Task-specific training reduces trip-related fall risk in women
journal contributionposted on 2014-04-15, 00:00 authored by Mark D. Grabiner, Mary Lou Bareither, Strawberry Gatts, Jane Marone, Karen L. Troy
Purpose: The potential of task-specific training as a fall-prevention intervention was studied. The primary purpose of the study was to determine the extent to which a task-specific training protocol decreased the number of falls by middle age and older women following a laboratoryinduced trip. Secondary purposes were to explore the ability of trunk kinematics during the initial recovery step and the length of the initial recovery step to correctly classify the trip outcome, and to quantify the extent to which the training protocol affected these variables. Methods: Healthy community dwelling women (n=52) were assigned to either a training group or control group that received no training. Training group women participated in an individually tailored, task-specific training protocol during which forward-directed stepping responses were necessary to avoid a fall following treadmill-delivered postural disturbances. Following the protocol, the ability to avoid a fall following a laboratory-induced trip was assessed. The primary outcome variable was the success (recover) or failure (fall) of the post-trip stepping response.
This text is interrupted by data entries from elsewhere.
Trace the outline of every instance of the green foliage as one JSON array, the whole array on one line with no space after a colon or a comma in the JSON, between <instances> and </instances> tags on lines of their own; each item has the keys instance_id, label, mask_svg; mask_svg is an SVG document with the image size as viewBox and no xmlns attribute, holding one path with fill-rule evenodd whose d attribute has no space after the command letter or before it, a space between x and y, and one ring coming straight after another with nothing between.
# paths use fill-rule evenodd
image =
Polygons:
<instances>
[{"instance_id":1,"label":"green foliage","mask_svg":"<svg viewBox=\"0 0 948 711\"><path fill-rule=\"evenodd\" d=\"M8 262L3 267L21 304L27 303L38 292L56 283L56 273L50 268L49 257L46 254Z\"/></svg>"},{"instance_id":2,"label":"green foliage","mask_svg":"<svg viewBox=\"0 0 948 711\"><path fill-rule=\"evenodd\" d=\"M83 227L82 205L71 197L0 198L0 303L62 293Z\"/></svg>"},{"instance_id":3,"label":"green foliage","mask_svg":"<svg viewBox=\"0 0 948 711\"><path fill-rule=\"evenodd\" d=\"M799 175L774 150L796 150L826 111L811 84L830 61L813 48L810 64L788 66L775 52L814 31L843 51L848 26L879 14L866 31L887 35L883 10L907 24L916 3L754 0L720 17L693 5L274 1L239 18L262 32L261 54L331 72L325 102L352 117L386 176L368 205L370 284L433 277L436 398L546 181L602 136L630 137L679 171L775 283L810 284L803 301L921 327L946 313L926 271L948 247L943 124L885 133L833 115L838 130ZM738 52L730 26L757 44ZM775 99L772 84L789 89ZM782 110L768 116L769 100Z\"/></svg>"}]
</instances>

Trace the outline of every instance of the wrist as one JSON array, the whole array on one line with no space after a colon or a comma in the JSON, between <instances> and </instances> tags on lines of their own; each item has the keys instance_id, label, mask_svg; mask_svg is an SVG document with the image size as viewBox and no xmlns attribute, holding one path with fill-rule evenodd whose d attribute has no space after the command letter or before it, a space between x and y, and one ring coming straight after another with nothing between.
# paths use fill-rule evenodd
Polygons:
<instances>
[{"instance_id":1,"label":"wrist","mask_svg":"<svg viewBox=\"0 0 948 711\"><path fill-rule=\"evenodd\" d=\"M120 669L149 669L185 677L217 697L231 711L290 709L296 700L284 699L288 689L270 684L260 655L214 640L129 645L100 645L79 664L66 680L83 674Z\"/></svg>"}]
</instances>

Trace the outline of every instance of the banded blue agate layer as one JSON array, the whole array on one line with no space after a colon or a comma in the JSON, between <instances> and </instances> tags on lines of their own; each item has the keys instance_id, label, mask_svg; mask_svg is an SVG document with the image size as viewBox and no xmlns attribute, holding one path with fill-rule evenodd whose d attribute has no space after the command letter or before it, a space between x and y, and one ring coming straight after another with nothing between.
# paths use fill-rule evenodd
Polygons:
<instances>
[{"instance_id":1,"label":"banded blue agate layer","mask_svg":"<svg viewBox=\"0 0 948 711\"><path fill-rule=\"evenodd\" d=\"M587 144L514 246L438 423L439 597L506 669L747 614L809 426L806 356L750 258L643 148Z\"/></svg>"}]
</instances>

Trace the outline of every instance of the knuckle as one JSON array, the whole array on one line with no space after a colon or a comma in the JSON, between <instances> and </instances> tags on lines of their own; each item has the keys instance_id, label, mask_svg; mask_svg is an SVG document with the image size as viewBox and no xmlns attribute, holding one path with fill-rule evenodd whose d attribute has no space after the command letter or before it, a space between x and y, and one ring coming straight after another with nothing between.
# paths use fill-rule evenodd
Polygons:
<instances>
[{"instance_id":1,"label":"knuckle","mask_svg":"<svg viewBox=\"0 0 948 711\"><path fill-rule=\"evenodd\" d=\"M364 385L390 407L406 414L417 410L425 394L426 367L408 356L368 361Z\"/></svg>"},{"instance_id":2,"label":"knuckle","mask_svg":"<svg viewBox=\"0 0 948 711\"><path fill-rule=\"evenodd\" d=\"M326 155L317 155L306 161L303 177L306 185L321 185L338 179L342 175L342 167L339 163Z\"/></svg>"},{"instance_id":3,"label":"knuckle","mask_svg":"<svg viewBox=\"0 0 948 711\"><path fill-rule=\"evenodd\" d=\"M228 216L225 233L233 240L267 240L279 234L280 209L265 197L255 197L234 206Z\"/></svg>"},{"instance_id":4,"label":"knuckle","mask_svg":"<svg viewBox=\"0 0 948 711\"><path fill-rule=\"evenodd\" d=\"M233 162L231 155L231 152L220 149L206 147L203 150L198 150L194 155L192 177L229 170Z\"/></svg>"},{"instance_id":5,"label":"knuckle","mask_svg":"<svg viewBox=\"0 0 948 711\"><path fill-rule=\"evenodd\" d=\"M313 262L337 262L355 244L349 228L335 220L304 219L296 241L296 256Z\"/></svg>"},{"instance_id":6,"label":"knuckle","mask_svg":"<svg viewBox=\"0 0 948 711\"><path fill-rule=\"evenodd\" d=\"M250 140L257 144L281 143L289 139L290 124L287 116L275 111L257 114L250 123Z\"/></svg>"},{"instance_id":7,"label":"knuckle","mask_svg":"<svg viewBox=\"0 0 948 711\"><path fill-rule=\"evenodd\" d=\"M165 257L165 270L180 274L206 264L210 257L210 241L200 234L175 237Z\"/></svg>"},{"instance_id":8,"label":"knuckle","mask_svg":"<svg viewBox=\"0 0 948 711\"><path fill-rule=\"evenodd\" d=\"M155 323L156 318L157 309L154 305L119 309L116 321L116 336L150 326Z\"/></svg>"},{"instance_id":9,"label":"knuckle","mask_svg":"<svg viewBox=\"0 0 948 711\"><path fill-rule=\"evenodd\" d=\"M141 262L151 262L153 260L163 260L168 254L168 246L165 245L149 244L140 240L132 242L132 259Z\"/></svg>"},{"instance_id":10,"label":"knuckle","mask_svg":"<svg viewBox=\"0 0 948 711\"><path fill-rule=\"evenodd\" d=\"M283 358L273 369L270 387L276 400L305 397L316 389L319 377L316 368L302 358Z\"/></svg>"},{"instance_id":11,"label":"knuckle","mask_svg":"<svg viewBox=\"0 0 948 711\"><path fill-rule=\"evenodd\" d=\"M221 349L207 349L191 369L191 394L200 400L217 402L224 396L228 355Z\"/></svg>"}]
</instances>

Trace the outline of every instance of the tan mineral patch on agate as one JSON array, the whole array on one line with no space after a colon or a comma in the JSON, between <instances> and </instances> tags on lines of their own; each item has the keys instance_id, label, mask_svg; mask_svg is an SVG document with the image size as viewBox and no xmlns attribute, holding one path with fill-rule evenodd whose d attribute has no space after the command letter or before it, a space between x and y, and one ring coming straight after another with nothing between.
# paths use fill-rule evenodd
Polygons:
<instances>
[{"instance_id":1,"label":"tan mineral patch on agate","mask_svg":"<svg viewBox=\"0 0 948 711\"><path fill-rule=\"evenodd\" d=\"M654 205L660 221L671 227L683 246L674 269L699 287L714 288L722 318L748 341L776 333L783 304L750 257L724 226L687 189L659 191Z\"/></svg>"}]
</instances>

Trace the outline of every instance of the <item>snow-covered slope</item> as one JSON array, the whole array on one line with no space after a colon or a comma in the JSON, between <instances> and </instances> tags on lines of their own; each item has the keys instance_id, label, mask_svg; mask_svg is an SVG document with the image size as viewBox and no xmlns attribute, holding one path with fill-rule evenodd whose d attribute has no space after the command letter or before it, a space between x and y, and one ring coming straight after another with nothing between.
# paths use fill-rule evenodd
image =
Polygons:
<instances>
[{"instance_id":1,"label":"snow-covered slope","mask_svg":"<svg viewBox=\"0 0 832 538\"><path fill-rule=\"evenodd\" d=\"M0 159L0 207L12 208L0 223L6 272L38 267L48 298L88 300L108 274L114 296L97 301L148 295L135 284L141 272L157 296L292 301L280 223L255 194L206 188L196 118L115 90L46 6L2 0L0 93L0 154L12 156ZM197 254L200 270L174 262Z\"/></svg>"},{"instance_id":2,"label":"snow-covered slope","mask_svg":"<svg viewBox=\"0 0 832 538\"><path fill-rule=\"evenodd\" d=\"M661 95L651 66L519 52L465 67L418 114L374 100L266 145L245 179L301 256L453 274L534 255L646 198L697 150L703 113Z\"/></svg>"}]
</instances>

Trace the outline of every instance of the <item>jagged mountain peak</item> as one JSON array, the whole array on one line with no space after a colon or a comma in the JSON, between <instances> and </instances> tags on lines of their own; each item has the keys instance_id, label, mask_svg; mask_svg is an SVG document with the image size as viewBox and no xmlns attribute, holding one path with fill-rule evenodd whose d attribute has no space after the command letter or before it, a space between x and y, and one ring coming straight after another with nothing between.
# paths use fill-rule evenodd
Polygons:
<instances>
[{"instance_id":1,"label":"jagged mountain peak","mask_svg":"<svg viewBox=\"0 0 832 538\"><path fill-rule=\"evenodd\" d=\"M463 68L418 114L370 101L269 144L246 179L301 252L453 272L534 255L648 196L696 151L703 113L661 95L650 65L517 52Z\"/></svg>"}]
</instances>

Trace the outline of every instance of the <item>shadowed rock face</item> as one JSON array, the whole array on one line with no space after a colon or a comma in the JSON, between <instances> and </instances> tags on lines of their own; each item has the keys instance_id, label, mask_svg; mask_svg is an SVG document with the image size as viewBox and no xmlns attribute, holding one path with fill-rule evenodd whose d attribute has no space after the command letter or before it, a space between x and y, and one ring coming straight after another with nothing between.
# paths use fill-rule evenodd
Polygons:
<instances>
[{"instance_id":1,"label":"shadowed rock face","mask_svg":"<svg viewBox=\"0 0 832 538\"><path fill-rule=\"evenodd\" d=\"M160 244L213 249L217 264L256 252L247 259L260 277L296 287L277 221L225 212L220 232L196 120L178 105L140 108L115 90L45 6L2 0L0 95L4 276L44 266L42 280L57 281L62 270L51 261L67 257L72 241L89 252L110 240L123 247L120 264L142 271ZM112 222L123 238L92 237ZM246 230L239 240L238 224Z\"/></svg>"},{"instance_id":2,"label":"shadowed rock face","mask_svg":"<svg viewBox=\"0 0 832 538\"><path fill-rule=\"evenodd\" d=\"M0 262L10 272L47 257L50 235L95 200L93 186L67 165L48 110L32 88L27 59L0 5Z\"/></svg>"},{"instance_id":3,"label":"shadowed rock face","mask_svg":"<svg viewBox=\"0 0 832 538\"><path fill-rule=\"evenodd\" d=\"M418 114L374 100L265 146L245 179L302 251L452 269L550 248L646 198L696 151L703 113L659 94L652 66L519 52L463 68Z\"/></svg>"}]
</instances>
Results: Compared to the control group, there were fewer falls by the trained women following the laboratory-induced trip (p<0.001; odds ratio = 0.13). Using logistic regression, falls and recoveries following the trip were sensitively classified by trunk flexion angle at the completion 3 of the initial recovery step and the length of the initial recovery step (sensitivity = 0.67, specificity =0.98), the former of which improved as a result of the task-specific training protocol. Conclusions: The task-specific training protocol significantly reduced the number of falls following a laboratory-induced trip. Prospective study is required to determine if this taskspecific training reduces falls in the community and, consequently, may complement currently used exercise-based fall prevention intervention methods.
This work was supported by the Centers for Disease Control and Prevention R01CE001430.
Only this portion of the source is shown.